Left behind in Afghanistan
My organization decided to relocate me, my family, and many of my colleagues to Kabul, hoping that Kabul would not collapse into the hands of the Taliban. Following the fall of Herat, Kabul was taken over by the Taliban some days later. I tried very hard to leave the country on any evacuation flight possible, but I was unable to do so. For a long time I remained in Kabul, unable to return to Herat because I was informed by my neighbors in Herat that the Taliban had come to my house looking for me. I was very frightened. I could feel the darkness spreading throughout my body, and I tried to calm myself by repeating every prayer I knew, but they were ineffective. I called my neighbor and asked him to tell the Taliban that I had already left my house and they (my neighbors) are not in touch with me any longer. Despite that, the problems escalated and the Taliban went to my house several more times to find me.
After spending a long time in Kabul and being unable to leave the country through the evacuation flights, I returned to Herat province. Even after returning, I have been constantly changing my residential place, fearing that the Taliban may be able to find me. Every day, my fear grows as the Taliban arrest and torture female civic activists who were left behind in the country.
Once again in Herat: it is hard to have hope
After the Taliban took power, our organization’s mission, which was primarily focused on the protection of women, was halted. The Taliban has not yet authorized our organization to resume our operation, due to the sensitivity of our activities. We are still unable to appear in public and must live and carry out our duties in secrecy.

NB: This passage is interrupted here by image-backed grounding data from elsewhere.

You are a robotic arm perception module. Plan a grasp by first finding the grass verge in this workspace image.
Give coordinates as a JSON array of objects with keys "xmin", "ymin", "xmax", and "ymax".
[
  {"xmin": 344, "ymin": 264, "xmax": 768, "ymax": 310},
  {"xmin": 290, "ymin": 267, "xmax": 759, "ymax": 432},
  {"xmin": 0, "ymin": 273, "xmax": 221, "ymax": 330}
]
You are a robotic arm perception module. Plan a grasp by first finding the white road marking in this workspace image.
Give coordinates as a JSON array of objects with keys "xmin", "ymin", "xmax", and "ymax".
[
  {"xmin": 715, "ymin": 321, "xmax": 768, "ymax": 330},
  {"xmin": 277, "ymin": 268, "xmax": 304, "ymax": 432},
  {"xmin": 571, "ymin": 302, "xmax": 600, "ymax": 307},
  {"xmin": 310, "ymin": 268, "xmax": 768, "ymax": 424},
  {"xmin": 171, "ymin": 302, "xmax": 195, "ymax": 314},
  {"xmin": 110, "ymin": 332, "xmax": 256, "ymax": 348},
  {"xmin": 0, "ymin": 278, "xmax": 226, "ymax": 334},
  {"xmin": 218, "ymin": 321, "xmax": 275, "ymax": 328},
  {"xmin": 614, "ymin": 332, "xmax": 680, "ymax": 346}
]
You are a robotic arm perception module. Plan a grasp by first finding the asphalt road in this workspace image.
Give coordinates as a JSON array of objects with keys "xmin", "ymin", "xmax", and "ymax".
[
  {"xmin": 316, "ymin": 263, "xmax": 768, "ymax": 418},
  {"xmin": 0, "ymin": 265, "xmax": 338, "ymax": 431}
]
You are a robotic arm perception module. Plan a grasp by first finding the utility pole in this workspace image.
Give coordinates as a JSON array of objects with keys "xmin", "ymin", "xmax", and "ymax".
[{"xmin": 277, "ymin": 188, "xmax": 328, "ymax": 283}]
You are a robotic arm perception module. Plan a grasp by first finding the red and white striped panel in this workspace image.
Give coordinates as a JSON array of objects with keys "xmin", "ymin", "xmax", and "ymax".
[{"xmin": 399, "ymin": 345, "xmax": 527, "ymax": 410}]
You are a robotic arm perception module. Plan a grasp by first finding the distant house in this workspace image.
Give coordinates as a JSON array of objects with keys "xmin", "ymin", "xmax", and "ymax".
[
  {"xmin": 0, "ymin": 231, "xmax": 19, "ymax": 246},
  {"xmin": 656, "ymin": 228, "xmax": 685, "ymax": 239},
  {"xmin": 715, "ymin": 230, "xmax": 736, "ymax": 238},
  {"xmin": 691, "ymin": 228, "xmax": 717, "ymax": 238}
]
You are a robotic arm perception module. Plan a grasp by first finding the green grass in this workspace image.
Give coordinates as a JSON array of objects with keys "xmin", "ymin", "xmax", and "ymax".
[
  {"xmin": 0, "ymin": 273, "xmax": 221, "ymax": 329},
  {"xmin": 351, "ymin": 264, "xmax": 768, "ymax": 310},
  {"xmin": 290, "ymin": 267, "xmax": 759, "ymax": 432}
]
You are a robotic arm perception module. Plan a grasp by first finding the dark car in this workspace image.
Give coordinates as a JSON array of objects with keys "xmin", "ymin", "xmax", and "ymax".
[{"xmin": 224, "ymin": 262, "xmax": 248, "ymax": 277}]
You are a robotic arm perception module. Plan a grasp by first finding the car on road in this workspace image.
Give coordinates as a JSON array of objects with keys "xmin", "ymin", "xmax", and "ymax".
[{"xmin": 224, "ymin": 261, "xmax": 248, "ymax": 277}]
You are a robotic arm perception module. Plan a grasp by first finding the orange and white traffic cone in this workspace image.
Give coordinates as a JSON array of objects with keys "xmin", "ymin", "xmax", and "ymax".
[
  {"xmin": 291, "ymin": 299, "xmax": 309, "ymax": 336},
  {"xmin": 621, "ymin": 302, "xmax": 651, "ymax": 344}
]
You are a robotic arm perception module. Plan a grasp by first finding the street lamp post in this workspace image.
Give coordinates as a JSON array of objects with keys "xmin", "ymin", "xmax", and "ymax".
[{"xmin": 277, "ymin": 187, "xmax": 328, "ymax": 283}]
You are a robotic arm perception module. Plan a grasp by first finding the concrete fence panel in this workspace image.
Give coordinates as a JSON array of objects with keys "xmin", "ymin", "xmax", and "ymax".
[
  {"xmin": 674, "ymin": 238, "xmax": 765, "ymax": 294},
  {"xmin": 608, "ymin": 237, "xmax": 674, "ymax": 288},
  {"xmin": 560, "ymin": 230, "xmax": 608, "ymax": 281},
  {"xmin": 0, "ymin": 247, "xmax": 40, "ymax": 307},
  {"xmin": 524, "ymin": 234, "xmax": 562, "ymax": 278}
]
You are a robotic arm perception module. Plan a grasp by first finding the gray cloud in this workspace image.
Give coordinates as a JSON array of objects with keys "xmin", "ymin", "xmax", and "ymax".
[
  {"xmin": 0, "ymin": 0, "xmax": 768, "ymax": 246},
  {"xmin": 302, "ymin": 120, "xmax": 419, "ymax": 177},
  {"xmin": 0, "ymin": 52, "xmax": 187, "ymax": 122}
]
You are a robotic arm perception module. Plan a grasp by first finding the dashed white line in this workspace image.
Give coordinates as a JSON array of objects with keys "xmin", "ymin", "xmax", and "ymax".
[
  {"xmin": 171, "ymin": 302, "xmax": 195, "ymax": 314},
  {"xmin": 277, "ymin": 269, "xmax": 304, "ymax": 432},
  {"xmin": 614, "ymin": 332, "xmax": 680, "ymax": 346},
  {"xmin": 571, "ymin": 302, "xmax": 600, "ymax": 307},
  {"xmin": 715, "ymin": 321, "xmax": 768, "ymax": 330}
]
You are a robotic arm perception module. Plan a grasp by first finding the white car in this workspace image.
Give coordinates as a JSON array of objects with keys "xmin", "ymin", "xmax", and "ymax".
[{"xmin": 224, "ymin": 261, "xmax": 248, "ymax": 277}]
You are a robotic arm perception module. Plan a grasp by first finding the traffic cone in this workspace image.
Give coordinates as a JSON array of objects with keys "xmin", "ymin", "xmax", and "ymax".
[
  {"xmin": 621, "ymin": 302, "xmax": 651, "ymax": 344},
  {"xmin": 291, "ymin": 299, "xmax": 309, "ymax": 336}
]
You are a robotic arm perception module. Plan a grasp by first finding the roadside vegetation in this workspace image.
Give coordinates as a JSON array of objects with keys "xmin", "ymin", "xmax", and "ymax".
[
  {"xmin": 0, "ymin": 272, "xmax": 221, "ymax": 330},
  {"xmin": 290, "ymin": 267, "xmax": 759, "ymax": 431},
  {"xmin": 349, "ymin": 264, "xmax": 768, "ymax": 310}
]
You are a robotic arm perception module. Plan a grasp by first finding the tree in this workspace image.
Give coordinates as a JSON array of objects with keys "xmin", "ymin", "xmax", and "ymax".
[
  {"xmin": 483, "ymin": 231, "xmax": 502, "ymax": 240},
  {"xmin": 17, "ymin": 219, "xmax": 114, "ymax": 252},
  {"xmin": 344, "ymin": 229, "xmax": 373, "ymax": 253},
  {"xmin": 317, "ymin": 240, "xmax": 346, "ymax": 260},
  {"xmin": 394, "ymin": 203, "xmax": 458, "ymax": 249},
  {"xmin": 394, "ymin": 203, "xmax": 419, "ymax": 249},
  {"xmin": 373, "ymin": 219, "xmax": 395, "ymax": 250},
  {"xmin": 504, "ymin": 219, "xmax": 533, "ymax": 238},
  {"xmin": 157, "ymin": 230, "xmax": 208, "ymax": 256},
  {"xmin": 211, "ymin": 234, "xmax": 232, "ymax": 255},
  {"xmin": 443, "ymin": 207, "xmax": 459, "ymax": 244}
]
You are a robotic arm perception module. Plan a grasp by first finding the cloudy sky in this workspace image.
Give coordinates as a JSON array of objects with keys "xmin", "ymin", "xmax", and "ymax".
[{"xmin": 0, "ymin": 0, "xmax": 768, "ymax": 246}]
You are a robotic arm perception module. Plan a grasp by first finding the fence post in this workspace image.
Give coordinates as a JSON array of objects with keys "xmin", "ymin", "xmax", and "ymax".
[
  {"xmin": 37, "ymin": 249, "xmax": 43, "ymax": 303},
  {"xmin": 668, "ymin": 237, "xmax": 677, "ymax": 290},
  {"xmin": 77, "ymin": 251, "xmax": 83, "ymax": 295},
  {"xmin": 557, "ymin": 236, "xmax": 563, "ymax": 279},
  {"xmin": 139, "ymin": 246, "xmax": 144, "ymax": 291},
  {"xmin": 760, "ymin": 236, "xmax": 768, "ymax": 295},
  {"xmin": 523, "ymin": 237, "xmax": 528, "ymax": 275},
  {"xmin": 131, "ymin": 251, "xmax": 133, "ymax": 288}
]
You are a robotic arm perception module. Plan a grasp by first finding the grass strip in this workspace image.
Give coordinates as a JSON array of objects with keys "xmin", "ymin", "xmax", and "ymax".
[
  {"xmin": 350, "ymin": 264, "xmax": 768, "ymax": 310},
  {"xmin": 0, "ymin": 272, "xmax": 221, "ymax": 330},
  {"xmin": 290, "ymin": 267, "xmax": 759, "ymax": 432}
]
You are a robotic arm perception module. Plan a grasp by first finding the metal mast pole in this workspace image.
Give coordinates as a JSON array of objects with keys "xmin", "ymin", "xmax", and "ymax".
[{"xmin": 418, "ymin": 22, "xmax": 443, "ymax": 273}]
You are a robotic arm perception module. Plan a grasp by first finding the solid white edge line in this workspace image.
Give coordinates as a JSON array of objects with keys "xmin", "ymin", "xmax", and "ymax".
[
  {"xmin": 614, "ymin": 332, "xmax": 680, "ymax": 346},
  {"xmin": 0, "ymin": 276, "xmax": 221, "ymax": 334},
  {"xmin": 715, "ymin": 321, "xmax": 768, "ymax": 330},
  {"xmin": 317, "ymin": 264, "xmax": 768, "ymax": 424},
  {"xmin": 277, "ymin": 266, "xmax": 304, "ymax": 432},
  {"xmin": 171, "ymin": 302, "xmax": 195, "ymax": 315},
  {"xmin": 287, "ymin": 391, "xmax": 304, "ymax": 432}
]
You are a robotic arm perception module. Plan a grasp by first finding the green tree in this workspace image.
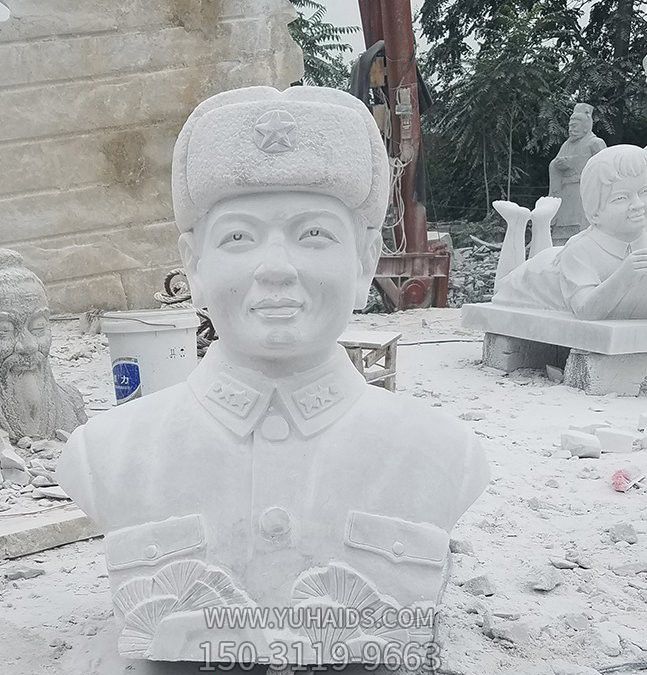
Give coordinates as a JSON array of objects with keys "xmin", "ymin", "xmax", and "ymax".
[
  {"xmin": 420, "ymin": 0, "xmax": 647, "ymax": 222},
  {"xmin": 290, "ymin": 0, "xmax": 360, "ymax": 89}
]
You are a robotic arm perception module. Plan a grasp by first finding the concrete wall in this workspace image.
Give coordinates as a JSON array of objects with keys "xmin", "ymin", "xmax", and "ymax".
[{"xmin": 0, "ymin": 0, "xmax": 303, "ymax": 312}]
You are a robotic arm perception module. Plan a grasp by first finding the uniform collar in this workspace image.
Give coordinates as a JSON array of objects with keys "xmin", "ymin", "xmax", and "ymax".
[
  {"xmin": 188, "ymin": 342, "xmax": 368, "ymax": 438},
  {"xmin": 588, "ymin": 226, "xmax": 647, "ymax": 260}
]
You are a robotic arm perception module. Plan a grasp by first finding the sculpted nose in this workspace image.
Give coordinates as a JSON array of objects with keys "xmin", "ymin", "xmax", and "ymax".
[
  {"xmin": 254, "ymin": 245, "xmax": 297, "ymax": 286},
  {"xmin": 16, "ymin": 330, "xmax": 38, "ymax": 354}
]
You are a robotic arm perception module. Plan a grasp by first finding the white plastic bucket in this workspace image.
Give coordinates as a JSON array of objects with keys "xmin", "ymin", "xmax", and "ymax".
[{"xmin": 101, "ymin": 308, "xmax": 200, "ymax": 405}]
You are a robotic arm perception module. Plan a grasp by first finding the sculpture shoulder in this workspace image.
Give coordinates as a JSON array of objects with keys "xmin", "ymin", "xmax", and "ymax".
[
  {"xmin": 82, "ymin": 382, "xmax": 194, "ymax": 443},
  {"xmin": 354, "ymin": 386, "xmax": 475, "ymax": 466},
  {"xmin": 589, "ymin": 135, "xmax": 607, "ymax": 155}
]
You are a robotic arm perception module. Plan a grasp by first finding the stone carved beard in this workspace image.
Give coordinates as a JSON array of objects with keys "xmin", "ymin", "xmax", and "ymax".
[{"xmin": 0, "ymin": 352, "xmax": 60, "ymax": 439}]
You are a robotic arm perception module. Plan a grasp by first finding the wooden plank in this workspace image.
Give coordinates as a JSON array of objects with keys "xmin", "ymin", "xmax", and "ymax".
[
  {"xmin": 0, "ymin": 504, "xmax": 101, "ymax": 560},
  {"xmin": 0, "ymin": 28, "xmax": 218, "ymax": 87}
]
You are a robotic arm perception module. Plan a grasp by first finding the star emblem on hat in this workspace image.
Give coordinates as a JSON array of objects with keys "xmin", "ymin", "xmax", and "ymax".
[{"xmin": 254, "ymin": 110, "xmax": 297, "ymax": 154}]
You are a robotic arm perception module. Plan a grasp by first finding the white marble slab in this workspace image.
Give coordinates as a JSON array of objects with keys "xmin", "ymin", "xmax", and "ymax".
[{"xmin": 461, "ymin": 302, "xmax": 647, "ymax": 354}]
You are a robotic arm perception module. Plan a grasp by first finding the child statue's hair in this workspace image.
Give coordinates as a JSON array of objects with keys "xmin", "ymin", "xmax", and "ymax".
[{"xmin": 580, "ymin": 145, "xmax": 647, "ymax": 223}]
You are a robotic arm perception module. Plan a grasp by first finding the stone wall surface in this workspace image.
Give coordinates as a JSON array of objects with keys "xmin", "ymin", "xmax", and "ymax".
[{"xmin": 0, "ymin": 0, "xmax": 303, "ymax": 313}]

From a personal point of view, it is difficult to live with so much stress and surrounded by horror. I’ve been experiencing the most difficult days of my life. I’m now working remotely, and the prospect of being productive has kept me optimistic, but life here is becoming increasingly challenging, which adds to my stress. Although no one here is at peace, life for educated and working women is particularly different. As one of the educated women who has worked her whole life to help the women and people of Afghanistan, it is hard to hold on to hope. In the blink of an eye, the world I knew turned to one of terror and despair. I fear the present, am anxious about the future, and have anxiety about whether I will survive from one moment to the next.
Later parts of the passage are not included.